New Delhi, Oct. Oct 21 : The government may further extend the date for submission of bids for Air India sale date beyond October 30 to give investors more time to make an offer while sweetening the deal terms further, finance minister officials privy to the development said.

The submission of initial bid or expression of interest (EoI) may be extended by 45 days to two months to December. Also, officials said that bidders would be given the option to decide on the quantum of debt in Air India books that they will like to absorb rather than freezing the debt amount and seeking investors bids.

As per the Air India EoI floated by DIPAM in January, of the airline’s total debt of Rs 60,074 crore as of March 31, 2019, the buyer would be required to absorb Rs 23,286.5 crore, while the rest would be transferred to Air India Assets Holding Ltd (AIAHL), a special purpose vehicle.

With the proposed changes, buyers will decide on the level of debt that they will take and the one taking the largest debt may be considered favourable to be declared winner.

Disinvestment secretary Tuhin Kanta Pandey has also hinted at changes in the current structure of Air India transaction process in an interaction with journalists last week.

For the government, Air India has now become a test case on how to get investor interest in adversarial market conditions. While the airlines financials are already under severe pressure, the Covid -19 pandemic had further dented the prospects of the aviation industry putting the sale process under further problems. The bidding process for the debt-ridden airline has been postponed four times earlier and of October 30 deadline is changed now, it would be fifth such extension.

Sources said that changes in the structure of the sale process to facilitate investors would go by the principle of letting buyers decide the enterprise value of Air India rather than its market cap or using other valuation methodology. The enterprise valuation determines the value of an entity based on its market capitalisation and also debt in books and cash balances.
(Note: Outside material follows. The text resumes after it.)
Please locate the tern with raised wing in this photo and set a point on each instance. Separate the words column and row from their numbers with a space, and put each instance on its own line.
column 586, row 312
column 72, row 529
Sources said that changes in the valuation method has be approved by a CGD (Core Group on Disinvestment) headed by the cabinet secretary at its meeting last week and now it would be has placed before AISAM (Air India Specific Alternative Mechanism).

For Air India, the government is finding it tough to get investors on board. A Tata Group led consortium was considered favourite to take over the airline earlier but its interest in the airline lately has been subdued. With foreign airlines bleeding over fall in air travel during the pandemic, getting investors would be difficult. But Air India, with vast pool of international flying slots and a running overseas operation under the Vande Bharat scheme, is expected to get some investor interest.

Air India has been been unprofitable since its 2007 merger with state-owned domestic operator Indian Airlines Ltd., and since then is flying on government budgetary support adding pressure to central resources.

Air India disinvestment will be a key component of this years sell target of Rs 2.1 lakh crore. The government has so far mobilised a mere Rs 5,500 crore as disinvestment receipt.